In short, the documentary traces (very successful implementations of) universal health care in 5 countries (England, Japan, Germany, Taiwan, and Switzerland) and summarizes three key points of learning from all these systems:
- Insurance companies must accept everyone (with or without pre-existing conditions) and cannot make a profit on basic care.
- Everybody is mandated to buy insurance, and the government pays the premium for the poor.
- Doctors and hospitals have to accept one standard set of fixed prices.
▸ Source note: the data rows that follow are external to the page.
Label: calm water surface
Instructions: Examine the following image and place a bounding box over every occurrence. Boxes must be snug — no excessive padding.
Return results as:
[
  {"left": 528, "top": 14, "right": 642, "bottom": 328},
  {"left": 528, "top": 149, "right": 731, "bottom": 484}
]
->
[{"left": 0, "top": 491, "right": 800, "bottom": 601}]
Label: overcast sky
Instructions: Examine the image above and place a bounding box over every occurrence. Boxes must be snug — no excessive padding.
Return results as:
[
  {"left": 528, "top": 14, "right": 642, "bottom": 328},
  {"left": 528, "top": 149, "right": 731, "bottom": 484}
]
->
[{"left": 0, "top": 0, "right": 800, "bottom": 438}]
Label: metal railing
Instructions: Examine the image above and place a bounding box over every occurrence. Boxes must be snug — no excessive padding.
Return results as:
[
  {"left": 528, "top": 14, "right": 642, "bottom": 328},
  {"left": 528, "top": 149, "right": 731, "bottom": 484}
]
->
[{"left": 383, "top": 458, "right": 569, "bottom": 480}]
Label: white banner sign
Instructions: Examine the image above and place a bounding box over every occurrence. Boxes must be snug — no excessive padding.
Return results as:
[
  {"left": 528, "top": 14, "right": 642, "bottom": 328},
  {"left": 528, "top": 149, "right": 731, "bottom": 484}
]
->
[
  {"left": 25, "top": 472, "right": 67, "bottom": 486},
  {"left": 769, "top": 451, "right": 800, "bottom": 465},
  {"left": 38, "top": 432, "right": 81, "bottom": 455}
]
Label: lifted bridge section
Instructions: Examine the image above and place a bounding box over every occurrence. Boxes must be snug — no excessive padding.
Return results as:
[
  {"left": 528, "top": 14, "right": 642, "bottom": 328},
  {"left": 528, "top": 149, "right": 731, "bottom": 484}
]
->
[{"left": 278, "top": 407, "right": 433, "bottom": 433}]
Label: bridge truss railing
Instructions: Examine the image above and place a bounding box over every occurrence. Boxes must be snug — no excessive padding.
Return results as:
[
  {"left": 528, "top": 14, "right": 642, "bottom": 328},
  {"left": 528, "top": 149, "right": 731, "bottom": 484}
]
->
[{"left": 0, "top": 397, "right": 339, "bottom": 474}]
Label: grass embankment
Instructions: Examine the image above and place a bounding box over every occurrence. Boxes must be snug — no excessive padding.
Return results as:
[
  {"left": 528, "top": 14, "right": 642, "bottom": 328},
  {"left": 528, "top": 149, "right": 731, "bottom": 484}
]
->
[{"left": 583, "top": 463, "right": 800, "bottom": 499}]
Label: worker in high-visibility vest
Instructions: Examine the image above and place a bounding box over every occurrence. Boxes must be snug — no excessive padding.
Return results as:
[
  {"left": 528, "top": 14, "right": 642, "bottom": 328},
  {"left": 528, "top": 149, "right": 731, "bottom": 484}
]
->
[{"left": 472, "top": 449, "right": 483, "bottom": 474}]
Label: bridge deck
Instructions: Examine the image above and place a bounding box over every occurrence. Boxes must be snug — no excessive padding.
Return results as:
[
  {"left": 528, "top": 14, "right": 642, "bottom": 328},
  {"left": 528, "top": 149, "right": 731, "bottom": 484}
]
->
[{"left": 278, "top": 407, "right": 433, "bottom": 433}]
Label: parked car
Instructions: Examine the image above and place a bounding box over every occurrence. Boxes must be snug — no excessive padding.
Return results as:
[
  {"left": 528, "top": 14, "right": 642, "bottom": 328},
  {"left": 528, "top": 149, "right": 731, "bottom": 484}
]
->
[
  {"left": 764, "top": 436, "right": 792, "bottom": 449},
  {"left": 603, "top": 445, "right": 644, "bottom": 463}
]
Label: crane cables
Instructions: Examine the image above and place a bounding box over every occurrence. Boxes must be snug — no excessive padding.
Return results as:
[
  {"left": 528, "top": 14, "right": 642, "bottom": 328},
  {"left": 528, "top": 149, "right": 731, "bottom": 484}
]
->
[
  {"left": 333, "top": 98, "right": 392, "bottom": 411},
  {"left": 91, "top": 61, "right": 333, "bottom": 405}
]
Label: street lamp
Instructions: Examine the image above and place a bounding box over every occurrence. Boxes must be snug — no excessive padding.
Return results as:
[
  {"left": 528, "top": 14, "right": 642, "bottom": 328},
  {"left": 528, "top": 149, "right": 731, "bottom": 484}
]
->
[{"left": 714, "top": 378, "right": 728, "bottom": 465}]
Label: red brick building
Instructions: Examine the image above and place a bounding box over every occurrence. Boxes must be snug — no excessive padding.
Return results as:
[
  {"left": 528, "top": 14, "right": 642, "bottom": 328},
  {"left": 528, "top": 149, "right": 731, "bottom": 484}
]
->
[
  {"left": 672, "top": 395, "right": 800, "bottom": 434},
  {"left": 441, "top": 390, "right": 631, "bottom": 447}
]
A description of the documentary from the PBS site follows:
In Sick Around the World, FRONTLINE teams up with veteran Washington Post foreign correspondent T.R. Reid to find out how five other capitalist democracies -- the United Kingdom, Japan, Germany, Taiwan and Switzerland -- deliver health care, and what the United States might learn from their successes and their failures.
Reid's first stop is the U.K., where the government-run National Health Service (NHS) is funded through taxes. "Every single person who's born in the U.K. will use the NHS," says Whittington Hospital CEO David Sloman, "and none of them will be presented a bill at any point during that time." Often dismissed in America as "socialized medicine," the NHS is now trying some free-market tactics like "pay-for-performance," where doctors are paid more if they get good results controlling chronic diseases like diabetes. And now patients can choose where they go for medical procedures, forcing hospitals to compete head to head.
While such initiatives have helped reduce waiting times for elective surgeries, Times of London health editor Nigel Hawkes thinks the NHS hasn't made enough progress. "We're now in a world in which people are much more demanding, and I think that the NHS is not very effective at delivering in that modern, market-orientated world."
Reid reports next from Japan, which boasts the second largest economy and the best health statistics in the world. The Japanese go to the doctor three times as often as Americans, have more than twice as many MRI scans, use more drugs, and spend more days in the hospital. Yet Japan spends about half as much on health care per capita as the United States.
One secret to Japan's success? By law, everyone must buy health insurance -- either through an employer or a community plan -- and, unlike in the U.S., insurers cannot turn down a patient for a pre-existing illness, nor are they allowed to make a profit.
Reid's journey then takes him to Germany, the country that invented the concept of a national health care system. For its 80 million people, Germany offers universal health care, including medical, dental, mental health, homeopathy and spa treatment. Professor Karl Lauterbach, a member of the German parliament, describes it as "a system where the rich pay for the poor and where the ill are covered by the healthy." As they do in Japan, medical providers must charge standard prices. This keeps costs down, but it also means physicians in Germany earn between half and two-thirds as much as their U.S. counterparts.
In the 1990s, Taiwan researched many health care systems before settling on one where the government collects the money and pays providers. But the delivery of health care is left to the market. Every person in Taiwan has a "smart card" containing all of his or her relevant health information, and bills are paid automatically. But the Taiwanese are spending too little to sustain their health care system, according to Princeton's Tsung-mei Cheng, who advised the Taiwanese government. "As we speak, the government is borrowing from banks to pay what there isn't enough to pay the providers," she told FRONTLINE.
Reid's last stop is Switzerland, a country which, like Taiwan, set out to reform a system that did not cover all its citizens. In 1994, a national referendum approved a law called LAMal ("the sickness"), which set up a universal health care system that, among other things, restricted insurance companies from making a profit on basic medical care. The Swiss example shows health care reform is possible, even in a highly capitalist country with powerful insurance and pharmaceutical companies.
Today, Swiss politicians from the right and left enthusiastically support universal health care. "Everybody has a right to health care," says Pascal Couchepin, the current president of Switzerland. "It is a profound need for people to be sure that if they are struck by destiny ... they can have a good health system."
1 comment:
...while in Britain, there seems to be a push by the government to privatize parts of the healthcare system.
See The Great Consolidation by Monbiot:
http://www.monbiot.com/archives/2008/04/29/the-great-consolidation-2/
"This is not a public-private partnership: it is the outright privatisation of primary healthcare. Do I need to explain the implications? The US health system, which the British government seems determined to emulate, is both more expensive and less efficient than ours; those who can’t afford to pay are either excluded or treated like battery pigs"
and also..
"Did any of us ask for this? Are there crowds on the streets demanding the privatisation of the NHS? Even the Tories, for God’s sake, have come out against it: David Cameron’s speech last week placed them to the left of Labour(18). Why, after the 60-odd consecutive quarters of growth that Gordon Brown keeps boasting about, can he not maintain a public service founded in the midst of poverty and rationing? What mysterious hold on policy do the corporations possess, that they can persuade this government to wreck Labour’s finest achievement and damage its chances of re-election?"